Will We Rise?

Christ Arose – Low in the Grave He Lay

1 Corinthians 15:50-58

He Lives

Thus reads the French inscription on the tomb of Edward the Black Prince, in Canterbury, England, who died in 1376.

Such as thou art, so once was I. As I am now, so shalt thou be.[1]

Whether written or not, such are the silent words of every man, woman, and child in every cemetery, every mausoleum, and every inch of land and sea in which a mortal has passed into immortality.

Henry and Bessie Bowling of Beckley WV had a son, Billy Frederick, who was born one hundred years and two weeks ago. The young couple had lived through a terrible time in human history, surviving the “War to End All Wars” and the Great Influenza, the deadliest pandemic in modern history.[2] Now, finally, their future looked bright.

How heart-wrenching when, just two years later, Billy was laid to rest. His mother wept. His tombstone read, “Gone to be an angel.” Twenty-one years later, and only 53 years old, Bessie laid down beside her son. Her tombstone said, “She now sweetly rests.”

Our days are deeply troubled. America splits down its racial, sexual, and moral seams. Those who hate the people of Christ gloat over our failings and proclaim the fall of the Church. Justice has faded, and now Americans are guilty until proven innocent. The fury of the Evil One grows and the days seem dark.

Everyone who rests in a cemetery whispers to those of us who stand here, “Such as thou art, so once was I. As I am now, so shalt thou be.” We imagine our breath failing, our bodies rotting, and our eyes going dark. Our hearts quake.

Jesus Christ, in His body, conquered the grave. He died, and rose bodily from the dead. He lives forever, without pain, without fear, without injury, and without death. As He did, so can we.

But how are Bessie Bowling and her son Billy now? 1 Corinthians 15:42-44

  1. Their bodies were sown as perishable bodies, but they will be raised as imperishable bodies.
  2. Their bodies were sown in dishonor, but they will be raised in glory.
  3. Their bodies were sown in weakness, but they will be raised in power.

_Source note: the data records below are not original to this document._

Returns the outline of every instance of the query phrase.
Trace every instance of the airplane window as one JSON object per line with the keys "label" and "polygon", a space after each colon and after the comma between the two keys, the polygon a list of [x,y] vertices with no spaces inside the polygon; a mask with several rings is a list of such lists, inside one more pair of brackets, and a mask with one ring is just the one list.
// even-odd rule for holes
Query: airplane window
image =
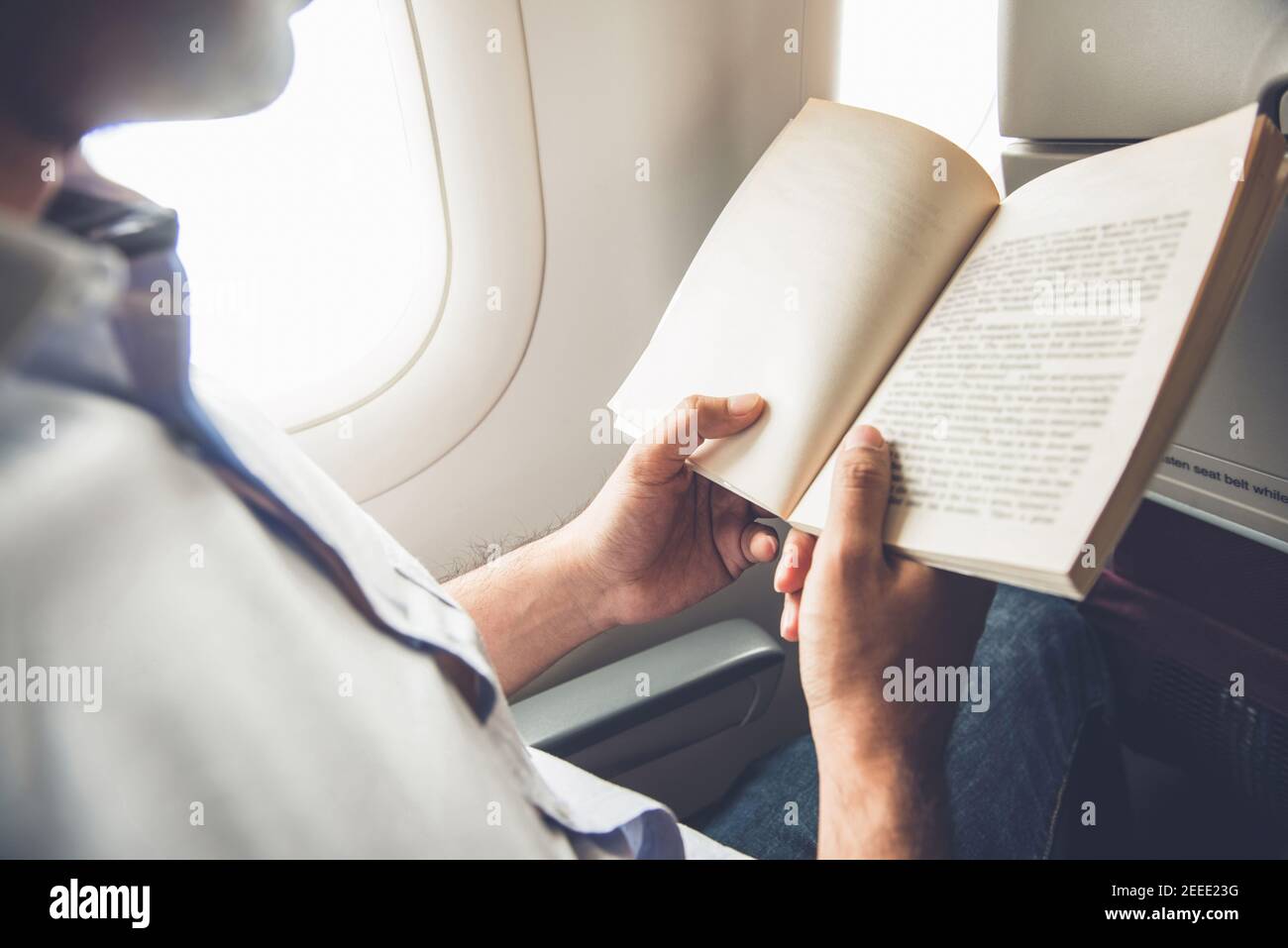
{"label": "airplane window", "polygon": [[1001,187],[997,0],[846,0],[838,99],[925,125]]}
{"label": "airplane window", "polygon": [[[388,9],[317,0],[296,14],[290,86],[256,115],[120,126],[85,143],[102,174],[179,213],[193,363],[283,424],[343,410],[326,399],[354,392],[334,383],[398,337],[404,352],[376,359],[384,377],[357,395],[385,384],[433,327],[431,307],[408,310],[415,281],[446,267],[440,205],[428,220],[407,197],[437,175],[411,146],[417,133],[431,142],[429,113],[399,82]],[[309,404],[274,413],[309,389]]]}

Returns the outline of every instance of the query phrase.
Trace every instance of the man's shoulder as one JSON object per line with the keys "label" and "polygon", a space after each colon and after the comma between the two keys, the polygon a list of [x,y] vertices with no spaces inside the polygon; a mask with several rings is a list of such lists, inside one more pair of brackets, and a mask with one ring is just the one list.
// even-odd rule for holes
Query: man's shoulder
{"label": "man's shoulder", "polygon": [[[152,415],[129,402],[46,381],[0,377],[0,544],[89,528],[107,511],[155,515],[219,482]],[[138,507],[131,510],[131,502]]]}

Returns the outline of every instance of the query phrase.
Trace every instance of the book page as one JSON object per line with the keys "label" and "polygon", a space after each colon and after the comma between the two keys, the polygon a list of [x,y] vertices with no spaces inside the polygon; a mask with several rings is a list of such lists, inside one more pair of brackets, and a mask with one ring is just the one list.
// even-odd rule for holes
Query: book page
{"label": "book page", "polygon": [[[1084,158],[1002,204],[859,413],[895,457],[889,544],[1070,569],[1186,330],[1255,118]],[[831,479],[829,460],[793,523],[822,527]]]}
{"label": "book page", "polygon": [[759,392],[694,468],[790,510],[997,209],[988,174],[911,122],[811,99],[716,220],[609,402],[631,437],[689,394]]}

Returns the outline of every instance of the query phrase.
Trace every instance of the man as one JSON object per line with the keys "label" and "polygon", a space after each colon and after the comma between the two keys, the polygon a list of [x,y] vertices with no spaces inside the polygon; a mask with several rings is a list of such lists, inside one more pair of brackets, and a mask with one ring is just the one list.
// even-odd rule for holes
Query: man
{"label": "man", "polygon": [[[687,469],[679,415],[573,523],[444,590],[285,434],[189,380],[185,319],[130,291],[169,276],[173,246],[111,215],[97,243],[39,223],[59,216],[49,169],[86,131],[272,100],[300,5],[0,3],[0,665],[85,676],[79,701],[28,688],[0,705],[0,851],[732,855],[522,747],[505,703],[600,631],[777,555],[753,507]],[[677,412],[705,439],[764,408],[737,394]],[[889,559],[889,447],[869,428],[845,444],[823,537],[793,536],[779,574],[818,747],[818,854],[942,855],[961,839],[954,708],[886,702],[881,672],[969,663],[993,590]],[[1024,824],[1052,817],[1094,690],[1063,697],[1055,763],[1014,775],[1041,784]]]}

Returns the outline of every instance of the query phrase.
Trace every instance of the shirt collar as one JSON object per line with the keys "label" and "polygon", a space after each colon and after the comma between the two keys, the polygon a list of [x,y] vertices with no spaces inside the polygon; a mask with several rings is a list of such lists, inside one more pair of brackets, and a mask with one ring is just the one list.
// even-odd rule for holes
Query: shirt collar
{"label": "shirt collar", "polygon": [[[49,222],[0,222],[0,277],[17,287],[0,305],[6,325],[23,327],[5,361],[22,375],[124,398],[173,420],[189,397],[174,215],[148,204],[85,198],[59,201],[55,210],[73,209],[67,224],[81,231],[89,219],[93,241]],[[133,256],[116,234],[126,236]]]}
{"label": "shirt collar", "polygon": [[118,251],[0,210],[0,354],[19,365],[46,326],[71,327],[109,308],[126,285]]}

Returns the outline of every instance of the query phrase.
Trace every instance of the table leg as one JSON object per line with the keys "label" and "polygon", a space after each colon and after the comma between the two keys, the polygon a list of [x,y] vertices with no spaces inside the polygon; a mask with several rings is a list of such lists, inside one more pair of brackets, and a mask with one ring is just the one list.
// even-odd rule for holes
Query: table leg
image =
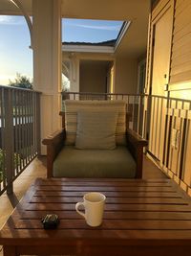
{"label": "table leg", "polygon": [[18,256],[16,253],[16,247],[11,245],[3,246],[3,255],[4,256]]}

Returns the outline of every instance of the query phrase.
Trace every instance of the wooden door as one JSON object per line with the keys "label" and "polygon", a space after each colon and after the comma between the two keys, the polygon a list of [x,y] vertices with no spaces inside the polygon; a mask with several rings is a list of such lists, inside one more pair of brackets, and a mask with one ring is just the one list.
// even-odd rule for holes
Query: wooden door
{"label": "wooden door", "polygon": [[167,84],[169,81],[171,42],[173,25],[173,5],[169,4],[152,22],[152,64],[150,79],[151,119],[149,132],[149,151],[159,162],[162,161]]}

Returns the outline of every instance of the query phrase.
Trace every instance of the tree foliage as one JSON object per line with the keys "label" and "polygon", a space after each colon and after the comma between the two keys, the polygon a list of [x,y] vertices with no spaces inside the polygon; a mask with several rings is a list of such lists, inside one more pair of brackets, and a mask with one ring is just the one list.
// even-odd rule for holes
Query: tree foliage
{"label": "tree foliage", "polygon": [[32,89],[32,81],[31,81],[31,80],[26,76],[22,76],[19,73],[16,73],[16,78],[13,81],[10,80],[9,85],[19,88]]}

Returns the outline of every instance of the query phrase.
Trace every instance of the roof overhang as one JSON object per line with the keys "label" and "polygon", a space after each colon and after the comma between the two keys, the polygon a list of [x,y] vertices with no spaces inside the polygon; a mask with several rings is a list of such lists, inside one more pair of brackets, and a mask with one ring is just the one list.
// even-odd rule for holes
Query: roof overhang
{"label": "roof overhang", "polygon": [[127,33],[127,30],[131,24],[131,21],[125,21],[118,36],[116,40],[114,46],[105,46],[100,44],[83,44],[83,43],[74,43],[62,44],[62,51],[64,52],[75,52],[75,53],[104,53],[104,54],[115,54],[117,51],[122,37]]}

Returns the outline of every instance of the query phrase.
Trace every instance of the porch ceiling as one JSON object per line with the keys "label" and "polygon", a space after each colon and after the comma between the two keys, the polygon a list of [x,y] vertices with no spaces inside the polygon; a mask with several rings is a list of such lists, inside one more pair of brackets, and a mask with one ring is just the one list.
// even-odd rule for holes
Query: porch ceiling
{"label": "porch ceiling", "polygon": [[[32,14],[32,0],[20,0]],[[62,0],[62,16],[67,18],[131,20],[117,55],[138,58],[146,52],[150,0]],[[9,1],[0,0],[0,14],[20,14]]]}

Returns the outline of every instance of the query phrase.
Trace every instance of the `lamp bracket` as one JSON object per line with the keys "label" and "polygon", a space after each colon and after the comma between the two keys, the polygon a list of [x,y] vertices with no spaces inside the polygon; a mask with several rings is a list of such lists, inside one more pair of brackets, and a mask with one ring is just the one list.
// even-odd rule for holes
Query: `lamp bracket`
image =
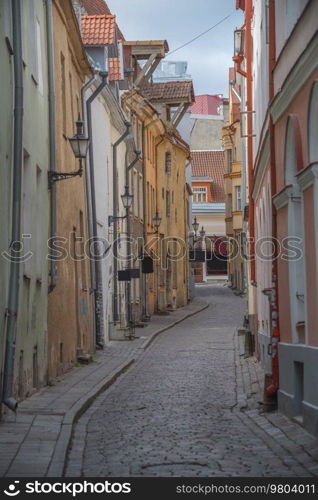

Today, Billy is not an angel, but he is a Man, a Man as his God made him to be. Billy stands before Christ and in the company of his fathers from the dawn of time. Billy fears nothing, knows perfect joy, and serves God fully. Billy places his foot on the necks of evil spirits before whom he would have cowered on earth.

Today, Bessie does not sleep sweetly, but she walks as a Woman, a woman as God made her to be. She enjoys the fellowship of her Lord and her mothers, daughters, and sisters. Bessie is enveloped in the arms of Jesus, the Lover of her soul. Every tear has been wiped away from her eyes.

Save the few facts on their memorial stones, Bessie and Billy have faded into history. A few descendants may remember them today, but those men and women will themselves sink into the dust and be lost. Despite the reach of the internet, I was able to find little about Bessie and Billy. Our lives, too, will be forgotten on earth soon after we depart.

Speaking with the voice of the world, Napoleon said, “Glory is fleeting, but obscurity is forever.” Bessie and Billy have a remembrance greater than any history book. They need no remembrance, they need no earthly glory, they need no acclaim from men. Why, because they are living forever. Ultimately, followers of Jesus Christ will never be forgotten because their days never end.

On Easter Sunday, we who are living would do well to visit a graveyard, a place where our bodies will soon decay. All the good and evil in our lives will fade compared to the light and power of the Eternal One. The sin which drove us to the grave will be washed away by the blood of the One who conquered the grave.

What about you? Will you rise again?

Will your remembrance be as a man or woman who walks upright in everlasting light?

Will your remembrance be only in the dusty pages of a history book which no one will read?

Such as thou art, so once was I. As I am now, so shalt thou be.

You and I will die. We will one day be sown in weakness and dishonor. Will we rise in glory and in power? Will we rise with Christ and in Christ? The choice is yours.

[1] Barbara W. Tuchman, A Distant Mirror, the Calamitous 14th Century (New York: Knopf Random House, 1978) 295.

[2] Compared to the killing power of the Great Influenza (1918-1919), the current COVID pandemic is a wooden club against a machine gun.